Sprachlos in Deutschland – zur Realität digitaler Lehreraus- und -fortbildung
Eine kritische Anmerkung

 

 

 Schreibe gerade Online-Module zur digitalen Bildung im Bereich Berufsorientierung für die Lehrerfortbildung in einem Bundesland (eher nördlich als südlich). Bei den Reaktionen auf meine Unterrichtsvorschläge fühlt man sich um 30 Jahre zurückversetzt, als die ersten Computer an Schulen auftauchten:

- Auf einem Arbeitsblatt darf nicht mehr als ein einziger Link stehen! Mehrere Links würden Lehrer und Schüler überfordern!!!

- Aufgaben dürfen niemals ergebnisoffen sein, sonst kann sie der Lehrer ja nicht überprüfen!!!

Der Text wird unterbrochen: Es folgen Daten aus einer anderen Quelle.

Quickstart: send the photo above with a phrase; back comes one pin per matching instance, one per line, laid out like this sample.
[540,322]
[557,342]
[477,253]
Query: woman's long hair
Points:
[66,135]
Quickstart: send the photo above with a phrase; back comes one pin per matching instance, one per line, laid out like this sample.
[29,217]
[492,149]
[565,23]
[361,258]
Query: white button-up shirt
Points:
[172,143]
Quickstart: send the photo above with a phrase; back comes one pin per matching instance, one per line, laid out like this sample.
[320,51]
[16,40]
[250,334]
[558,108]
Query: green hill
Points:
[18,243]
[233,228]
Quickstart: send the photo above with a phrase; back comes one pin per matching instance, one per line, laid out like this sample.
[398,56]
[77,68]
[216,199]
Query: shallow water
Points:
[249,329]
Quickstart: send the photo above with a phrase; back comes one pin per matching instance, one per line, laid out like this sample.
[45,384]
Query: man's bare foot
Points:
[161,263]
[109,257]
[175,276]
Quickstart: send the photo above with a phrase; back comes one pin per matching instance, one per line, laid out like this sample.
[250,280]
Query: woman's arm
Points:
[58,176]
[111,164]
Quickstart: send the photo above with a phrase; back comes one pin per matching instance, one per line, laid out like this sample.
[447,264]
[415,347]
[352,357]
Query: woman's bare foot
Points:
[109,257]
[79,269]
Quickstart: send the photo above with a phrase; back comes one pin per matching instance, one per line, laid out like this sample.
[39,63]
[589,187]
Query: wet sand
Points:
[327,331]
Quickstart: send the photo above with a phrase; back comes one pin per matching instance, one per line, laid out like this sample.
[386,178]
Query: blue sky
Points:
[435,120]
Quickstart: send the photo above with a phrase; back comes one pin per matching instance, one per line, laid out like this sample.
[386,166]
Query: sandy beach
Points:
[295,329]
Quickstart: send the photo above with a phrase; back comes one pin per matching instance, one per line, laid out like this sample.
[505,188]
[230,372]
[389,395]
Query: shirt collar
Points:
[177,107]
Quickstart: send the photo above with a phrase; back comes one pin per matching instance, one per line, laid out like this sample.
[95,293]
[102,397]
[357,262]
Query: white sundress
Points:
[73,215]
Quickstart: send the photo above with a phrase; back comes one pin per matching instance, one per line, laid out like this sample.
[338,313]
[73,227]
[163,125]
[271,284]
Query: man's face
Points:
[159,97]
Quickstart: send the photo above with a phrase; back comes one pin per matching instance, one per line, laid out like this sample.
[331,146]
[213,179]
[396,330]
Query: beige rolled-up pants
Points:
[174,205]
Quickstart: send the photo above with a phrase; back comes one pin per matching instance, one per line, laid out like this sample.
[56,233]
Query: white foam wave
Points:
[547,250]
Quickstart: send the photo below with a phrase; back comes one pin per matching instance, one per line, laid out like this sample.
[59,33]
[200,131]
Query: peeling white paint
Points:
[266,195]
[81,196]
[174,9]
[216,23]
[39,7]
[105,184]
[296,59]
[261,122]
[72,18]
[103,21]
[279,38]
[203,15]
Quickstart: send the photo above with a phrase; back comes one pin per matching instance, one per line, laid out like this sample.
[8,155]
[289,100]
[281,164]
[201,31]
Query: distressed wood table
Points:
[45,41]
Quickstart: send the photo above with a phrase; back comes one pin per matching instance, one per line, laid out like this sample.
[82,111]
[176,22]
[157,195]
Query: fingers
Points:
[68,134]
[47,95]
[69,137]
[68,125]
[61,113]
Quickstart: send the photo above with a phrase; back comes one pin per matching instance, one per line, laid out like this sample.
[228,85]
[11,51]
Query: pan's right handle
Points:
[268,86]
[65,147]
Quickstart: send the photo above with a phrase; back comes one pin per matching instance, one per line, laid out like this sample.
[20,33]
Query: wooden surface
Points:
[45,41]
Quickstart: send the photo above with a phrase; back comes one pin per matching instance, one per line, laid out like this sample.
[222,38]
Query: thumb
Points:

- Medien (z.B. TicToc), die das Fortbildungsinstitut des Bundeslandes nicht hat, darf man nicht verwenden, weil sie es sonst nicht überprüfen können!!!

- Unternehmensseiten darf man niemals verwenden, da weiß man ja, was drauf ist!!! - Der Lehrer sollte keine Recherchen zulassen, bei denen Internetseiten aufgerufen werden, die er nicht vorher geprüft.

- Als Internetseiten dürfen grundsätzlich nur solche verwenden, die auf dem eigenen Landesbildungsserver oder den Websites einer Bundes- oder Landesregierung liegen.

 Usw. usf.

Und das ist jetzt die Stellungnahme eines Fortbildungsinstituts!!! Da kann man nur Schreikrämpfe bekommen.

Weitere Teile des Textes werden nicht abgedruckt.